Это письмо, вместе с другими замечательными письмами, касающимися А. М. Фадеева, находится в приложении к его «Воспоминаниям» №18 и проч.

Мы совершали путь наш в лучшее годовое время, в мае месяце, довольно удобно и приятно, через Екатеринослав, Новочеркасск и Царицын; с удовольствием отдохнули в Сарепте и благополучно прибыли в Астрахань [42] .

Здесь увидели мы как бы новый свет: новые места, новые люди, новый род занятий. Военным губернатором в Астрахани в то время был генерал Тимирязев, — удивительная смесь противоположностей в характере, хотя с положительным преобладанием благородного и доброго над всем прочим; человек умный, честный, благонамеренный, прямой энергичный, но, вместе с тем, пылкий, отчасти самовластный и деспотичный, он всем хотел руководить по своему: но, прослужив всю жизнь в военной службе, с гражданской частью был еще мало знаком и потому часто не достигал тех результатов, которых желал.
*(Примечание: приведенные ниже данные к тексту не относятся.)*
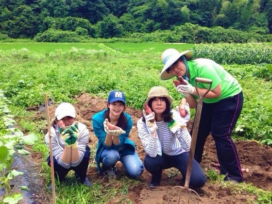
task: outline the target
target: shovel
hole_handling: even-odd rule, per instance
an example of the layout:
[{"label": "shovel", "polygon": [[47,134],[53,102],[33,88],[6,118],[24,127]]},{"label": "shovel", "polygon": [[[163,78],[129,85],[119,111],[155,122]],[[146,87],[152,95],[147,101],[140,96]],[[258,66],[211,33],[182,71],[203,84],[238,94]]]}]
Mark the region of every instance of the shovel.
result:
[{"label": "shovel", "polygon": [[[201,95],[198,88],[197,87],[197,83],[201,83],[204,84],[209,84],[209,86],[207,90],[203,94]],[[203,101],[203,98],[207,94],[207,93],[210,91],[212,84],[212,80],[208,79],[205,79],[203,78],[196,78],[195,82],[195,87],[196,91],[197,93],[198,100],[197,102],[197,106],[196,113],[195,116],[195,119],[194,121],[194,126],[193,128],[193,132],[192,134],[192,140],[191,141],[191,146],[190,147],[190,152],[189,153],[189,159],[188,160],[188,166],[187,166],[187,172],[186,173],[186,178],[185,178],[185,184],[184,187],[181,187],[179,186],[176,186],[172,188],[171,192],[170,193],[170,196],[168,199],[168,204],[170,202],[170,199],[171,196],[173,195],[173,192],[174,190],[178,189],[179,190],[179,194],[178,195],[179,198],[178,201],[178,204],[179,204],[181,196],[182,195],[182,192],[183,191],[183,190],[185,189],[186,192],[188,194],[188,202],[187,203],[189,204],[190,202],[190,200],[191,199],[191,197],[193,197],[193,201],[192,202],[193,203],[198,203],[199,201],[199,196],[198,194],[192,189],[189,188],[189,182],[190,182],[190,179],[191,178],[191,173],[192,172],[192,165],[193,164],[193,160],[194,159],[194,155],[195,154],[195,146],[196,143],[196,139],[197,138],[197,134],[198,132],[198,128],[199,127],[199,122],[200,121],[200,117],[201,116],[201,111],[202,110],[202,102]],[[197,198],[197,201],[195,201],[195,198]],[[183,203],[185,203],[186,201],[183,200]]]}]

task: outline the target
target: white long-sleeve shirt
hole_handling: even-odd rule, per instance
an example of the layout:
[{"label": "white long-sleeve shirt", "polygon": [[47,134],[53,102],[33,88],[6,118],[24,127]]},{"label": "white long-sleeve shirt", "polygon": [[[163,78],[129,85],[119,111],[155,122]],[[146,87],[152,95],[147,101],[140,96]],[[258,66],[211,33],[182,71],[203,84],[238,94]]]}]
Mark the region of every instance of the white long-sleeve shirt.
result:
[{"label": "white long-sleeve shirt", "polygon": [[[61,156],[63,153],[65,144],[64,140],[61,138],[60,133],[59,132],[59,127],[58,125],[56,125],[56,129],[53,127],[51,127],[51,135],[52,136],[52,150],[53,152],[53,155],[57,160],[57,162],[60,165],[66,169],[69,169],[70,167],[76,167],[82,161],[86,146],[89,141],[89,131],[87,129],[86,125],[81,122],[78,123],[78,130],[79,131],[79,136],[78,139],[77,149],[80,153],[80,157],[78,160],[75,162],[71,162],[68,164],[64,163],[61,160]],[[49,136],[48,133],[45,136],[45,142],[49,148]]]},{"label": "white long-sleeve shirt", "polygon": [[[176,111],[172,110],[173,115]],[[163,153],[173,156],[190,151],[191,136],[187,128],[179,128],[175,134],[172,133],[168,127],[168,123],[156,121],[158,129],[156,131],[156,137],[158,137]],[[140,119],[137,123],[138,134],[147,154],[151,157],[156,156],[158,151],[158,141],[149,133],[145,122]]]}]

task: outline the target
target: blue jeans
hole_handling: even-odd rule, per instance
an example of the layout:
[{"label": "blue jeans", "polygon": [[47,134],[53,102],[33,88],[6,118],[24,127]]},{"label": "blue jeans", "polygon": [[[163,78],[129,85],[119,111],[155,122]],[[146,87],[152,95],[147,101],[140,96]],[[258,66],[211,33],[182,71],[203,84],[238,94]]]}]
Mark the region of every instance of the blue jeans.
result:
[{"label": "blue jeans", "polygon": [[194,158],[201,162],[204,145],[211,133],[215,142],[221,174],[225,180],[243,181],[240,161],[231,133],[240,116],[243,103],[243,93],[213,103],[203,103],[196,144]]},{"label": "blue jeans", "polygon": [[140,176],[143,173],[144,166],[136,152],[126,155],[120,155],[117,150],[113,149],[105,149],[102,152],[101,162],[103,168],[114,167],[119,160],[132,177]]},{"label": "blue jeans", "polygon": [[[152,183],[159,185],[162,170],[175,167],[181,172],[183,178],[185,178],[188,158],[188,152],[175,156],[163,154],[161,156],[157,155],[155,157],[151,157],[147,154],[145,157],[144,167],[152,174]],[[192,188],[199,188],[204,186],[205,183],[206,176],[200,164],[194,159],[189,187]]]}]

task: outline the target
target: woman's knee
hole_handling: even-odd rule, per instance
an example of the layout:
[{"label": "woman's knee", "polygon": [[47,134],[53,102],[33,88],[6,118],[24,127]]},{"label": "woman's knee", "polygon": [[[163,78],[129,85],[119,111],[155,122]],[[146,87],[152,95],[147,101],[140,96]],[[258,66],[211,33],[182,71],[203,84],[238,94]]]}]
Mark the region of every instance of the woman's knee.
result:
[{"label": "woman's knee", "polygon": [[141,166],[130,168],[129,170],[128,170],[128,172],[130,176],[135,178],[138,177],[143,173],[144,166],[142,165]]},{"label": "woman's knee", "polygon": [[204,173],[196,176],[191,177],[189,183],[190,187],[192,188],[201,187],[205,185],[206,180],[206,176]]}]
Он со многими не уживался, но ко мне с самого начала был очень хорош и навсегда сохранил дружеское расположение, которое я вполне ценил. По служебным отношениям я старался иногда, сколько мог, урезонивать его, в чем, большею частью, и успевал, потому что, как умный человек, он понимал, когда ему говорили дело, но под час хлопот было много чтобы справиться с его неподатливостью.

42

Все иностранные поселения Новороссийского края очень скорбели об отъезде

Андрея Михайловича Фадеева и, чем могли, выказывали ему свое сожаление и признательность. Все колонии, чрез которые ему приходилось по пути проезжать, принимали его и провожали с самыми искренними заявлениями живейшего сочувствия. Даже в еврейских поселениях еврей собирались толпами при проезде его и долго бежали за экипажем с воплями, плачем и благословениями своему доброму начальнику. Многие из колонистов до самой смерти Андрея Михайловича поддерживали с ним сношения, обращаясь к нему письменно за советами, наставлениями и сообщениями своих дел. Некоторые, не смотря на огромное расстояние, приезжали повидаться с ним, или присылали сыновей своих засвидетельствовать ему о их постоянном уважении и благодарности к нему. Так, один из богатейших колонистов. Корнис, воспитывавший своего сына в Петербурге, по окончании учения, велел ему сначала поехать в Астрахань представиться Андрею Михайловичу, а уж потом возвратиться в родительский дом. Имя Андрея Михайловича Фадеева долго оставалось памятным в Новороссийских поселениях, долго передавалось с благодарным воспоминанием из поколения в поколение и доныне не позабыто во многих из них.

Астраханское общество не отличалось своей обширностью, даже вернее сказать, было очень ограниченное. По образованию и знанию светских приличий, выдавался одним из первых армянский архиерей Серафим, человек довольно начитанный, видевший почти всю Европу и часть Азии. Он интересовался и занимался более, кажется, мирскими удовольствиями нежели своими духовными делами, коих, впрочем, у него было так немного, что они не могли его обременять. Он один имел порядочную библиотеку, получал хорошие французские книги, выписывал журналы, которыми и меня снабжал, и я с ним приятно проводил время. Из прочих армян выделялось несколько денежных граждан (особенно Сергеев, считавшийся миллионером), отличавшихся от остальных своих собратий только тем, что часто задавали богатые пирушки и попойки для увеселения астраханской администрации.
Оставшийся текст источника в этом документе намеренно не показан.